Appeal from an order of the Supreme Court, Niagara County (Richard C. Kloch, Sr., A.J.), entered May 5, 2010. The order, among other things, granted plaintiffs motion to compel and denied defendant’s motion for summary judgment.
It is hereby ordered that the order so appealed from is unanimously reversed on the law without costs, defendant’s motion for summary judgment dismissing the second amended complaint is granted and plaintiffs motion to compel discovery is denied.
Memorandum: Plaintiff commenced this action seeking, inter alia, to recover funds allegedly owed to it pursuant to the terms of resolution No. 2003-90 (Resolution), adopted by defendant’s City Council, and pursuant to an acquisition agreement between the parties. The acquisition agreement provided that, inter alia, plaintiff was to purchase from defendant certain assets, including “all accounts receivable of [defendant] ... in connection with its water, wastewater and stormwater related accounts.” On a prior appeal and cross appeal, we modified an order granting in part defendant’s pre-answer motion to dismiss the complaint and plaintiff’s cross motion seeking leave to amend the complaint (Niagara Falls Water Bd. v City of Niagara Falls, 64 AD3d 1142 [2009]). We concluded that Supreme Court should have denied the motion and granted the cross motion with respect to the first cause of action, for breach of contract. Accepting the facts as alleged in the complaint as true and according plaintiff the benefit of every possible inference (Daley v County of Erie, 59 AD3d 1087 [2009]), we agreed with plaintiff that it had alleged a cognizable breach of contract cause of action (Niagara Falls Water Bd., 64 AD3d at 1143). We further concluded, however, that the remaining causes of action were either properly dismissed or should have been dismissed {id. at 1143-1144). Plaintiff subsequently filed and served a second amended complaint asserting a nearly identical breach of contract cause of action.
Defendant appeals from an order that, inter alia, denied its motion for summary judgment dismissing the second amended complaint.
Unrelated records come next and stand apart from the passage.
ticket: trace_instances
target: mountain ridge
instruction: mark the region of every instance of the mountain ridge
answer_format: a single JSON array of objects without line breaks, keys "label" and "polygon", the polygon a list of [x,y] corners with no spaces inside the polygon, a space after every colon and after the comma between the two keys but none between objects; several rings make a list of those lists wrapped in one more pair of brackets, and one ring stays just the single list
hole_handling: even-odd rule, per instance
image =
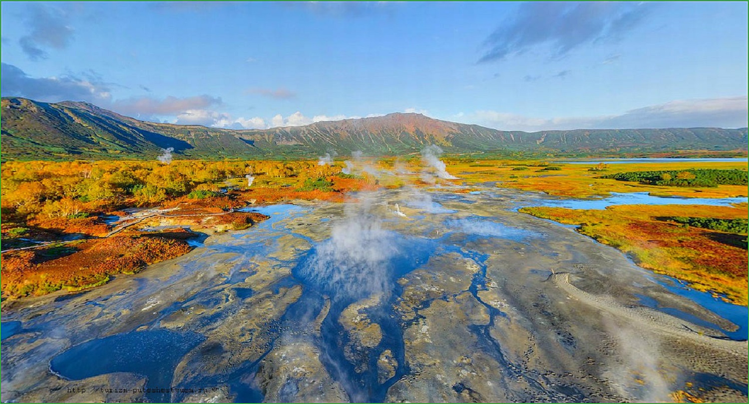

Inasmuch as we are no longer constrained to accept *1665plaintiffs allegations as true (cf. CPLR 3211; Daley, 59 AD3d 1087), we reverse. The Resolution, adopted prior to the date on which defendant assigned all accounts receivable to plaintiff, approved a grant to be paid from defendant’s future revenue in satisfaction of the unpaid water bills of nonparty Niagara Falls Memorial Medical Center (Memorial). Even assuming, arguendo, that the Resolution does not violate the constitutional prohibition against gifts to private entities (see NY Const, art VIII, § 1), we conclude that there is nothing in the acquisition agreement that requires defendant to pay all or part of Memorial’s unpaid water bills. We reject plaintiffs contention that the Resolution created an encumbrance to the transfer of assets and accounts receivable required by the acquisition agreement. Indeed, there appears to be nothing in either the acquisition agreement or the Resolution that would prohibit plaintiff from seeking payment from Memorial for any unpaid water bills. Further, plaintiff failed to establish, beyond mere speculation, that further discovery was necessary (see generally CPLR 3212 [f]; Heritage Hills Socy., Ltd. v Heritage Dev. Group, Inc., 56 AD3d 426, 427 [2008]).
In view of our determination, plaintiffs motion to compel defendant to reply to its discovery demands is denied as academic. Present — Scudder, P.J., Fahey, Lindley, Green and Gorski, JJ.